…”A very thorough market research campaign on people’s taste in chairs has established that they must answer the following requirements: they must be comfortable, luxurious, rustic, fanciful, strictly technical and functional, broad, narrow, high, low, hard, soft, flexible, elegant, rigid, compact, large and impressive, cheap, good value, obviously expensive and socially impressive, made of one single material, made of a variety of materials; while the favoured materials are rare and rough, as well as refined and crude…” Bruno Munari
We all know what a chair is, don’t we? Yet taking something we consider obvious and breaking it down to all its different ingredients is a good way to challenge what we know and are familiar with and look at it with a fresh eye.

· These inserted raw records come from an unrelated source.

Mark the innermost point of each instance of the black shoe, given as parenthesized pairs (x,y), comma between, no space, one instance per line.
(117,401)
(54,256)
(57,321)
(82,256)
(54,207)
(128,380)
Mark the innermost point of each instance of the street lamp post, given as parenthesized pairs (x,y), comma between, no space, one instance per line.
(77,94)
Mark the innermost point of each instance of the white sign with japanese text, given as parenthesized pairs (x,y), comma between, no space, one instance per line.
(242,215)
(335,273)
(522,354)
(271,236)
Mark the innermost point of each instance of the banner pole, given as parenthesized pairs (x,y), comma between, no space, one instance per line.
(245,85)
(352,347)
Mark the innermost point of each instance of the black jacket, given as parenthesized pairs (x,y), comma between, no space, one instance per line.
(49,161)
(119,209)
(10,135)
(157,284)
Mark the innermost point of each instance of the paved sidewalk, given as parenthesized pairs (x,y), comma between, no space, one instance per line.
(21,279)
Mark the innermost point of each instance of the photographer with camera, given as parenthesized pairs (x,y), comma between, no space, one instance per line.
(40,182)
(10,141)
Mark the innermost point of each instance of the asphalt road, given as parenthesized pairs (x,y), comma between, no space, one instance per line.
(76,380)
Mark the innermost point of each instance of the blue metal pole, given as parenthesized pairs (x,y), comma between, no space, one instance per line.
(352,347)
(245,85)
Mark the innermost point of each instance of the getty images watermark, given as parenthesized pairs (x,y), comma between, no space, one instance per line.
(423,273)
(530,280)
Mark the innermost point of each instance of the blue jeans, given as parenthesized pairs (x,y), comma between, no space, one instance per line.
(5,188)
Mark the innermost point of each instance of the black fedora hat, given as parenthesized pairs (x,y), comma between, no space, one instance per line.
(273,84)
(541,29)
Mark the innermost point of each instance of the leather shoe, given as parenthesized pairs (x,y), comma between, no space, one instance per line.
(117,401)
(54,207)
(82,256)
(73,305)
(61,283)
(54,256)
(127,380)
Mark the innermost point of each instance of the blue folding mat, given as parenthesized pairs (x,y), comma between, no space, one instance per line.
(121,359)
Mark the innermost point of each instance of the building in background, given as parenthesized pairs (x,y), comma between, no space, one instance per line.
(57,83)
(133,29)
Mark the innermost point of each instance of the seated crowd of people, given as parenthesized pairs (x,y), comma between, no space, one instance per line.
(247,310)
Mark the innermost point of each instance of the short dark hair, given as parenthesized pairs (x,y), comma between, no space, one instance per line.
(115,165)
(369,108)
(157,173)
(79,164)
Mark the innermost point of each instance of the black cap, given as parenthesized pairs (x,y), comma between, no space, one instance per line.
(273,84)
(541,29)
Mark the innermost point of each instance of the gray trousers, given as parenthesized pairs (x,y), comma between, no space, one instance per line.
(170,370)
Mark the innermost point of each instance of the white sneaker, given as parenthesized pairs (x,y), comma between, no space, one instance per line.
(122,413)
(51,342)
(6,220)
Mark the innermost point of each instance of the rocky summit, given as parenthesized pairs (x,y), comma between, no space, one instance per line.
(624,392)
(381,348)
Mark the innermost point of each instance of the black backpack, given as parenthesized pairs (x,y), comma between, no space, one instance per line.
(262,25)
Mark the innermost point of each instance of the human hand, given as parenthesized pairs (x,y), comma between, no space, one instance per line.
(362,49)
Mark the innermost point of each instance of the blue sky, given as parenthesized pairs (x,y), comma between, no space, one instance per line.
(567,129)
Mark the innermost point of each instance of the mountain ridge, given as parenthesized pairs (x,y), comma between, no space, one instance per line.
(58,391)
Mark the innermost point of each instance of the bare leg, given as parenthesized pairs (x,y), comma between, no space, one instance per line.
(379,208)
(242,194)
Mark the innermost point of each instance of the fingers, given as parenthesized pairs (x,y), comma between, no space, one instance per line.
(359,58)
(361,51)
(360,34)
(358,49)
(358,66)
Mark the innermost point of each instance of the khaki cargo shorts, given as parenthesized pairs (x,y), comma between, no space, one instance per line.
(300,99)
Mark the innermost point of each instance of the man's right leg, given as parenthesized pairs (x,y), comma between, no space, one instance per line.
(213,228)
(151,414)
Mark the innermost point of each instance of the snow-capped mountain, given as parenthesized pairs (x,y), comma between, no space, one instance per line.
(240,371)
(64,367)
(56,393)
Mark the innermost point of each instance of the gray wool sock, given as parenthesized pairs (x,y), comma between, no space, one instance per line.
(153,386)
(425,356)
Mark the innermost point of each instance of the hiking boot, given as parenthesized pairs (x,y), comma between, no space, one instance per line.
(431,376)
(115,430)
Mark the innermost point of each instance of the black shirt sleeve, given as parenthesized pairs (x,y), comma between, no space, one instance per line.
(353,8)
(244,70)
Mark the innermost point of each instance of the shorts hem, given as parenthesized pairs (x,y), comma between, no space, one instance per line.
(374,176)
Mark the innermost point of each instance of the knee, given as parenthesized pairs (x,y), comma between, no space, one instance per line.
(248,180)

Let’s start by quickly drawing a chair.
What makes it a chair? Can you define some rules?
–A thing you sit on.
–Ok, no. It needs to be purpose made to be sat on, not just anything you happen to sit on.
So rule 1 – purpose made to sit on.
What about this, is this a chair?
–As it’s designed for more than one person to sit on, I’d say no.
In that case, a chair is a seat for one person?
So that’s rule 2 – designed to accommodate one person.
Something like this?
–Well, kind of, But isn’t this a stool?
What makes it a stool and not a chair?
–It hasn’t got a backrest.
So chairs must have backrests, and stool don’t?
There’s rule 3 – has a backrest.
Anything else it must have to be a chair?
–It needs legs to stand on.
Does it? What about this?
–I guess as long as it’s stable and can carry your weight, it’s a chair.
Alright, so this can be rule 4.
We’ve come up with four rules for a chair: it has a seat, is stable, has a backrest (unless it’s a stool), and can carry the weight of one person.
Now what will happen if you try and break some chair rules?